Paul Dabney! I was not a little startled by the opportuneness of his interest. It was, to say the least, a trifle odd that he should want me to drive to Pine Cone on the very morning of my appointment. I was half minded to refuse to drive with George, then decided that this refusal would only serve to point any suspicion that Paul Dabney might be entertaining of me, so I agreed meekly to the arrangement and set off in due time seated in the brake-cart by George's substantial side. He was undoubtedly a comfort to me, and I kept him chattering all the way. He had lost the air of bravado he had shown on our first drive together, for “The Pines” had been, to all appearances, a place of supreme tranquillity since Robbie's death. His talk was all of the country-side, a string of complaints. The roads needed mending, the fences were down, “government don't do nothin' fer this yere po' place.” He pointed out a tall, ragged, dead pine near a turn in the road, I remember, and groaned, “Jes a tech to send that tree plum oveh yeah on the top of us-all, missy.” This complaint was one of a hundred and stuck in my mind because of later happenings.

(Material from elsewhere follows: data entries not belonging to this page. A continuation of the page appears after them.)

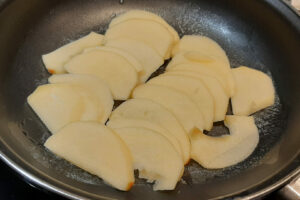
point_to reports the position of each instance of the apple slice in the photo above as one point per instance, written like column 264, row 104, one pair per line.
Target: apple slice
column 113, row 69
column 153, row 34
column 141, row 123
column 219, row 67
column 150, row 60
column 254, row 91
column 203, row 45
column 92, row 84
column 218, row 93
column 55, row 60
column 131, row 59
column 226, row 150
column 154, row 156
column 193, row 88
column 184, row 109
column 145, row 15
column 96, row 149
column 153, row 112
column 60, row 104
column 203, row 71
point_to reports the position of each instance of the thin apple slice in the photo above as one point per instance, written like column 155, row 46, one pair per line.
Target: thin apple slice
column 218, row 93
column 55, row 60
column 227, row 150
column 141, row 123
column 92, row 84
column 59, row 104
column 219, row 67
column 193, row 88
column 203, row 45
column 153, row 34
column 153, row 112
column 145, row 15
column 150, row 60
column 183, row 108
column 113, row 69
column 154, row 156
column 131, row 59
column 203, row 71
column 254, row 91
column 96, row 149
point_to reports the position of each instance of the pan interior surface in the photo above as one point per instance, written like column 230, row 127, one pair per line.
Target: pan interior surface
column 253, row 33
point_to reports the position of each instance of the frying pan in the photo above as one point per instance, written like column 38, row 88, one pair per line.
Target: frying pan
column 262, row 34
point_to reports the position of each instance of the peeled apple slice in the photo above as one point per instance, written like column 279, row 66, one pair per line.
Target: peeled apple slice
column 219, row 152
column 183, row 108
column 254, row 91
column 131, row 59
column 150, row 60
column 203, row 45
column 153, row 34
column 145, row 15
column 220, row 67
column 55, row 60
column 201, row 70
column 57, row 105
column 141, row 123
column 148, row 110
column 96, row 149
column 113, row 69
column 194, row 89
column 220, row 98
column 92, row 84
column 154, row 156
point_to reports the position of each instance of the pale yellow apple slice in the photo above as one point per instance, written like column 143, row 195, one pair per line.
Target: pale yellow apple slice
column 92, row 84
column 145, row 15
column 203, row 45
column 219, row 67
column 154, row 156
column 153, row 34
column 193, row 88
column 218, row 93
column 96, row 149
column 131, row 59
column 201, row 70
column 141, row 123
column 150, row 60
column 219, row 152
column 113, row 69
column 57, row 105
column 183, row 108
column 254, row 91
column 153, row 112
column 55, row 60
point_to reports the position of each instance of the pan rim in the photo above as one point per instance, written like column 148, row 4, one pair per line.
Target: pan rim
column 66, row 193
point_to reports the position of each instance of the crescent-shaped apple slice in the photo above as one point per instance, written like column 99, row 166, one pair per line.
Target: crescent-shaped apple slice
column 219, row 152
column 183, row 108
column 193, row 88
column 141, row 123
column 92, row 84
column 113, row 69
column 96, row 149
column 55, row 60
column 154, row 156
column 254, row 91
column 148, row 110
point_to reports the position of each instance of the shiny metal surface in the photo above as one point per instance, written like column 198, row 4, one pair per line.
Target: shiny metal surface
column 246, row 29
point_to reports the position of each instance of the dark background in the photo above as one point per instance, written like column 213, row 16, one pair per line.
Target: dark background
column 12, row 187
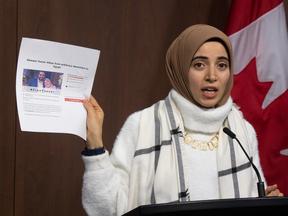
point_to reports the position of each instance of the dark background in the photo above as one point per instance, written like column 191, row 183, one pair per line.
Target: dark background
column 41, row 173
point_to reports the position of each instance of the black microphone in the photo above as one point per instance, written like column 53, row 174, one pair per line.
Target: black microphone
column 260, row 184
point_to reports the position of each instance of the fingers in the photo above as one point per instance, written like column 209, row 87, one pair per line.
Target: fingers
column 94, row 123
column 92, row 105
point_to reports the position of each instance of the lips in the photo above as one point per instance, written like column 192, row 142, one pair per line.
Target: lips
column 209, row 91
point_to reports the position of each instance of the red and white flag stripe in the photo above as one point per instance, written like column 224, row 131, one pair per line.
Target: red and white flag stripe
column 258, row 33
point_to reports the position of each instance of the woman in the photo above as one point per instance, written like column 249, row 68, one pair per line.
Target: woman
column 176, row 150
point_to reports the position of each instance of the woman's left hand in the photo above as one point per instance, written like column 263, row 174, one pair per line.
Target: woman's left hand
column 273, row 191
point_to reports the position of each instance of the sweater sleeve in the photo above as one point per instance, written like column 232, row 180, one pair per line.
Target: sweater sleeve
column 106, row 179
column 256, row 158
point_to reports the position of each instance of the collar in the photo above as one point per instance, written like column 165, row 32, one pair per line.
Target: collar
column 201, row 119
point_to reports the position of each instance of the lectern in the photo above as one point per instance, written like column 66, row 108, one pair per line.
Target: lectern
column 242, row 207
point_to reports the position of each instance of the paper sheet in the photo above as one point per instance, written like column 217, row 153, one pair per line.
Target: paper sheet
column 51, row 82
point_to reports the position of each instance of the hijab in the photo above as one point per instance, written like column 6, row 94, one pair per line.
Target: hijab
column 182, row 51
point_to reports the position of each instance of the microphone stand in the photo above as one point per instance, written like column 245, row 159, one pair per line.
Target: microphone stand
column 260, row 184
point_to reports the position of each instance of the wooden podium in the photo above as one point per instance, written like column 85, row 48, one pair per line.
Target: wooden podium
column 244, row 206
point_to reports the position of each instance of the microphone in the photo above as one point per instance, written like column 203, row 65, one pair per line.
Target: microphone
column 260, row 184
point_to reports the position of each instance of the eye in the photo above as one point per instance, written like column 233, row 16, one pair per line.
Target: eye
column 198, row 65
column 222, row 66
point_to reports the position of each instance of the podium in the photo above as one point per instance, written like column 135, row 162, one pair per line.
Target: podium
column 242, row 206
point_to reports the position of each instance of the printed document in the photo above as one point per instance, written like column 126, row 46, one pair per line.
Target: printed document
column 51, row 82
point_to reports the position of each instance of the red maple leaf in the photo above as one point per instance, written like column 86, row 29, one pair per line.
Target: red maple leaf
column 270, row 124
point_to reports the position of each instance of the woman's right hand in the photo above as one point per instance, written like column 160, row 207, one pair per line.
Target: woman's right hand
column 94, row 123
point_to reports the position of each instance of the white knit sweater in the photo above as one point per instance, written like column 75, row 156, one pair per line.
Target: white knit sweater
column 106, row 179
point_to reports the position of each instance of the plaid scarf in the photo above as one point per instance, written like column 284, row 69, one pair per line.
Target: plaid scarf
column 159, row 172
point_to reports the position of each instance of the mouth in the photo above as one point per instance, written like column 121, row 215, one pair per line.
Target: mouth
column 209, row 90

We jogged into Pine Cone at eleven, and I occupied myself variously till the hour of the appointment, when, with a sickish feeling of nervous suspense, I forced my steps towards the drug-store. I went in through the fly-screen door, and passed the soda-water fountain and the counters where stale candy and coarse calicoes beckoned for a purchaser, and I went on between green rep, tasseled portières to the damp, dark, inner room where the marble-topped tables, vacant of food, seemed to attract, by some mysterious promise, a swarm of dull and sluggish flies whose mournful buzzing filled the stagnant air.

There was one person in the ice-cream parlor—a man. I moved doubtfully towards him, and he lifted his head. This head was a replica of the pre-Raphaelite figures of Christ, a long, oval, high-browed countenance, with smooth, long, yellow hair parted in the middle of the brow, with oblong eyes, a long nose, a mouth drooping exaggeratedly at the corners, and a very long, silky, yellow beard, also parted in the middle and hanging in two rippling points almost to his waist. He was dressed in a rusty black suit, the very long sleeves of which hung down quite over his hands.

At sight of me he turned pale, rose, the dolorous mouth drooping more extremely. “Madame,” he said in the lisping, clumsy speech of those whose supply of teeth falls short of lingual demands, “is as prompt as the justice of Heaven.” And he bowed and cringed painfully.

I sat down opposite to him, and gave the languid, pimply-faced youth who came an order for two plates of ice-cream. I was horribly embarrassed and confused, but by a mighty effort I maintained an air of self-possession. The priest—I should have known him for a renegade priest anywhere—sat meekly with his hidden hands resting on the table before him, and his great, smooth lids pulled down over his eyes. Once he looked up for an instant.

“Madame preserves her youth,” he lisped, “as though she had lived upon the blood of babes.” And he ran the tip of his tongue over his lips.

This horrible speech was, no doubt, exactly suited to the taste of my counterpart. I knew that I was expected to laugh, and I dragged my lips across my teeth in imitation of the ghastly smile. It passed muster.